An implementation of IBM's Digital Health Pass, the Excelsior Pass is voluntary for both businesses setting policies and customers seeking entry. But it's easy to see how people might feel pressure to adopt the standard in order to stay in the good graces of regulators and licensing authorities. Major New York venues such as Madison Square Garden and Barclays Center have already implemented the Excelsior Pass as a means of satisfying state testing and vaccination requirements for attendees, and other venues are likely to follow.
Of course, to demonstrate that you're tested, vaccinated, or otherwise immune, these various passes need access to relevant health data. All of the systems promise tight security for users, but they still need potentially sensitive information.
"When you receive a COVID-19 vaccination or test in the State of New York, the Department of Health receives a copy of your records from your vaccine administrator, provider or lab," New York State says. "Using the information you provide, Excelsior Pass searches the Department of Health's records for your COVID-19 vaccination or negative COVID-19 test results and then provides you a Pass showing your name, date of birth, Pass type and Pass expiration. No other information is accessed or stored."
IATA goes further, assuring that "Travel Pass does not store any data centrally. It simply links entities that need verification (airlines and governments) with the test or vaccination data when travelers permit."
Still, these systems need some degree of access to sensitive health information in order to function, and that creates an unavoidable vulnerability.
"If you have your health records attached to something you have to carry that has to be verified, you have created an opening into the most private data you have," Member of Parliament David Davis last week cautioned fellow British lawmakers considering vaccine passport requirements. "It is straight away a problem and it will grow because, inevitably, once we have the mechanism, it is common sense that people will try to use it for other uses and it will grow and grow."
That's the next concern. Having already expanded beyond air travel to encompass access to sports and concert arenas, it's easy to see COVID-19 being only the first entry in credentials designed to be scalable.

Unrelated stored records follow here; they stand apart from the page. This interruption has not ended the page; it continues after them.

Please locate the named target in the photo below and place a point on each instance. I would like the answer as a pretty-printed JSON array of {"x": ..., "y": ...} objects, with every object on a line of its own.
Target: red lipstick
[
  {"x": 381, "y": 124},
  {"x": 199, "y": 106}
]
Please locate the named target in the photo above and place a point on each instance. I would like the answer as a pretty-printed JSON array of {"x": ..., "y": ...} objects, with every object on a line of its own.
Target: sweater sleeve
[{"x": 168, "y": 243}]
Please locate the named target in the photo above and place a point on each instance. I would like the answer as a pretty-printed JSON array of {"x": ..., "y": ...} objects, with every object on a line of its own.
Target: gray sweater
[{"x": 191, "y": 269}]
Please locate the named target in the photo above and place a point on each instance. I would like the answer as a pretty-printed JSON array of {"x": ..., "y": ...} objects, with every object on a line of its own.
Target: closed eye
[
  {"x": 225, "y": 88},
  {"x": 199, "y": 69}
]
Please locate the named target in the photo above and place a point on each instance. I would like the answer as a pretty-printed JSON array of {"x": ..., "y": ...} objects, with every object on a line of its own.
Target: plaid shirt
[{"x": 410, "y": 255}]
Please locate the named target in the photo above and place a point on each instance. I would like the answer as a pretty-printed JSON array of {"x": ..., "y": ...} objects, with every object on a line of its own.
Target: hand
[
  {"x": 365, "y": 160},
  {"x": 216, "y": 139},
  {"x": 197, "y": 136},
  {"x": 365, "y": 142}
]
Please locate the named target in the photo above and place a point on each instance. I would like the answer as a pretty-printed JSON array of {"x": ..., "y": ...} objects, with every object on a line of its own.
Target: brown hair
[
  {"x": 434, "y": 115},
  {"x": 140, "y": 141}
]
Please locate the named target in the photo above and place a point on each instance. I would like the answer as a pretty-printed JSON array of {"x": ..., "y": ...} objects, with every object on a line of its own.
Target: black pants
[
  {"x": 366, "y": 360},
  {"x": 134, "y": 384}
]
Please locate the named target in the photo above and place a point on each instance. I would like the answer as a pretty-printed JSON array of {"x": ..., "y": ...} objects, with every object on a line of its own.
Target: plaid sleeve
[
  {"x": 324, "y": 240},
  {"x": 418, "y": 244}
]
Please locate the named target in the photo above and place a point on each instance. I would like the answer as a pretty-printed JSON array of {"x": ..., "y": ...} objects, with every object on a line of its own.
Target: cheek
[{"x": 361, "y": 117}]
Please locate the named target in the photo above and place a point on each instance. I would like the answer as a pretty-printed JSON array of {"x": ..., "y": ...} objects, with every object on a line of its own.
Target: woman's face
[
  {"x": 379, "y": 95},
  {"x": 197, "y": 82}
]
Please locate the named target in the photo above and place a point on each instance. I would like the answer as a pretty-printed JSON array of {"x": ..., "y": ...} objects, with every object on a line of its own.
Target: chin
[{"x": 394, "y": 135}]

They can all be easily tweaked to record conformity with any imaginable public health requirement. Underground entrepreneurs certainly anticipate a large role for such documents—they've established a brisk business selling bogus vaccine certificates to buyers unable or unwilling to secure the real thing.
A year-plus into the COVID-19 pandemic, health passports are far too late to mitigate the damage done by lockdowns, surveillance, and travel restrictions. Even so, they're almost guaranteed to be a part of the world to come.